Un sas franchi et plusieurs bonjours “professionnels” plus tard, le scientifique se dirige vers les quartiers du personnel et échange des politesses avec plusieurs employés autour d’un café, drogue par excellence du travailleur moderne. Puis ce dernier se rend dans les vestiaires afin d’enfiler sa tenue, un “bleu de travail” prenant la forme d’une combinaison de protection en milieu hostile ou HEV. Durant toute cette séquence, Gordon Freeman se contente de suivre des indications visuelles et sonores sans vraiment réfléchir… sur fond de remarques sans intérêts et de remontrances appuyées de ses collègues telles que “Vous devriez être en salle de test depuis ½ heure”. Et que dire de cette ligne verte ? En la remontant, Gordon Freeman s’engouffre métaphoriquement dans le couloir de la mort de son plein gré. Half-Life nous dicte notre conduite tout au long de cette séquence, nous forçant à attendre, à écouter et à courber l’échine dans le seul but de rejoindre notre poste de travail. Le règlement prend ici la forme d’événements prédéfinis appelés scripts, audacieux et novateurs pour l'époque, mais surtout pensés, développés, calibrés pour nous contraindre à agir selon le bon vouloir de Black Mesa. Notre libre arbitre, confisqué par Valve n’est plus.
Une fois sur place, et plusieurs mises en garde ignorée plus tard, la phase de test peut finalement commencer sous les directives des autres scientifiques.

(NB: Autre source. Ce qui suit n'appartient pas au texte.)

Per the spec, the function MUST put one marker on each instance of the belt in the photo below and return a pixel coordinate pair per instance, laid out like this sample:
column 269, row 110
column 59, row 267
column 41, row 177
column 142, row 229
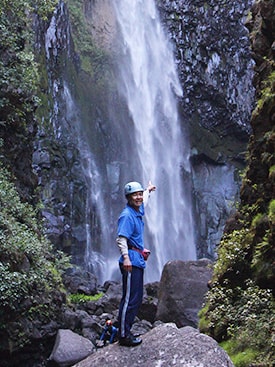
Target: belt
column 135, row 249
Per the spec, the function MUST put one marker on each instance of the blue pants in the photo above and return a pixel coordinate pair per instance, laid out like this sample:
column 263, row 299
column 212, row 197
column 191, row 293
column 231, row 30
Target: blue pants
column 132, row 288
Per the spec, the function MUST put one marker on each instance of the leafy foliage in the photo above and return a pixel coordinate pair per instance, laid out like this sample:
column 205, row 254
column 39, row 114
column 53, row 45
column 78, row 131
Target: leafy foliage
column 18, row 70
column 83, row 298
column 30, row 273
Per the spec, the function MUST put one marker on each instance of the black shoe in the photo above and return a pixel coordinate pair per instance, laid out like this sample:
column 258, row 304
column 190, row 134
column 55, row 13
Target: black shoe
column 130, row 341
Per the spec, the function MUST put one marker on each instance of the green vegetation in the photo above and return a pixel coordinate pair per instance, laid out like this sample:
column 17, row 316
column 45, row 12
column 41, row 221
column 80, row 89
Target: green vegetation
column 29, row 270
column 18, row 70
column 94, row 60
column 83, row 298
column 267, row 91
column 31, row 288
column 239, row 311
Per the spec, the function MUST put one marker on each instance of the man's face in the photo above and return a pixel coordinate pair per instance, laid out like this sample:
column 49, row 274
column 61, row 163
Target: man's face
column 136, row 199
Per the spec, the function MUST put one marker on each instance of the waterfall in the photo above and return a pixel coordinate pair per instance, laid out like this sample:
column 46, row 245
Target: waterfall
column 158, row 151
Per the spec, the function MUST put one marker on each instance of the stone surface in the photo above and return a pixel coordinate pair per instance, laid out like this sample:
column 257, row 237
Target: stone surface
column 165, row 345
column 183, row 286
column 70, row 348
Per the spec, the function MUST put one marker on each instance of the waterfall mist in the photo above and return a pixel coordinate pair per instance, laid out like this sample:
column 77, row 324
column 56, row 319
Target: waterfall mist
column 156, row 148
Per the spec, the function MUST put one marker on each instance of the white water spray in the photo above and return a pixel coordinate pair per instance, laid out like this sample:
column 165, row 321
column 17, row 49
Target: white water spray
column 149, row 83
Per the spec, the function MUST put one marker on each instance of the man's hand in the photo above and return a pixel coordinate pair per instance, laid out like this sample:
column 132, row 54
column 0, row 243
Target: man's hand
column 127, row 265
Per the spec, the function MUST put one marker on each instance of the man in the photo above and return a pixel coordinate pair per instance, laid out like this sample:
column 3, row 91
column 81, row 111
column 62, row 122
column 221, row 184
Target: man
column 132, row 260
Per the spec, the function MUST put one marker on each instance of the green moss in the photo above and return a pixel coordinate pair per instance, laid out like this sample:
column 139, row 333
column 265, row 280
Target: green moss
column 83, row 298
column 271, row 211
column 30, row 272
column 239, row 358
column 267, row 93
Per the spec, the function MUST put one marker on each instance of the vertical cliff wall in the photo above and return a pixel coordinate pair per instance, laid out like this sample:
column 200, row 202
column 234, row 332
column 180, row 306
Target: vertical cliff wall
column 216, row 69
column 77, row 50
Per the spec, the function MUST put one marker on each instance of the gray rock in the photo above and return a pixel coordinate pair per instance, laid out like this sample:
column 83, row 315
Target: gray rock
column 70, row 348
column 183, row 286
column 165, row 345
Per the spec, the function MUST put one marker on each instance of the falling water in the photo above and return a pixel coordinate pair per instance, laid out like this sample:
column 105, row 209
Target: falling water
column 149, row 83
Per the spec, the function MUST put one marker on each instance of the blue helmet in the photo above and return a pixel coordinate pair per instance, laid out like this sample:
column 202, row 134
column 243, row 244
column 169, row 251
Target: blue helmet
column 132, row 187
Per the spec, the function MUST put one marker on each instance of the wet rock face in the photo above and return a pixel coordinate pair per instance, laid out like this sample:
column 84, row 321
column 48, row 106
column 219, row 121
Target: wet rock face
column 215, row 67
column 215, row 64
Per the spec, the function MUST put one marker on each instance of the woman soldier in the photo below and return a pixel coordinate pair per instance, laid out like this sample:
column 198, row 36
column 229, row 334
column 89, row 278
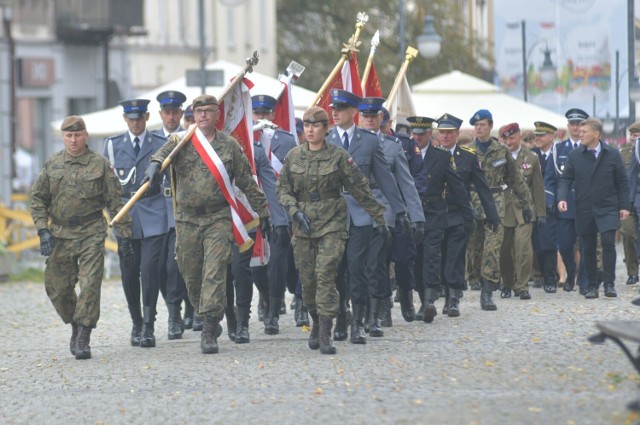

Là encore, Gordon Freeman se contente d'acquiescer et de répondre présent en activant les retors du laboratoire et en insérant l’échantillon… ce qui déclenche l’incident extra-dimensionnel et lance l’aventure. Nous sommes de fait responsable de la destruction de Black Mesa pour avoir suivi aveuglément les ordres. En substance, Valve souligne le manque d’esprit critique de l’employé et sa dévotion aveugle, et donc l’aliénation par le travail qui en découle. Le héros parvient tout de même à s’extirper du laboratoire, après avoir subi ce qui semble être des hallucinations, et trouve en guise de première arme pour se défendre un pied de biche, outil des manutentionnaires et des ouvriers, qui évoque les mouvements contestataires et insurrectionnels. Le héros affronte alors des hordes de créatures belliqueuses nées d’une exploitation incontrôlée d’une ressource rare. Le G-Man quant à lui incarne sous ses traits mystérieux la déshumanisation des entreprises exploitant une autre ressource… la force de travail. Gordon Freeman serait alors un symbole de révolte, dans le cas présent armé,… celui de la lutte face à un ordre établi.
Half-Life, qui signifie littéralement demi-vie, nous mettrait en garde face aux dérives modernes de notre société civilisée nous exhortant à vivre pleinement.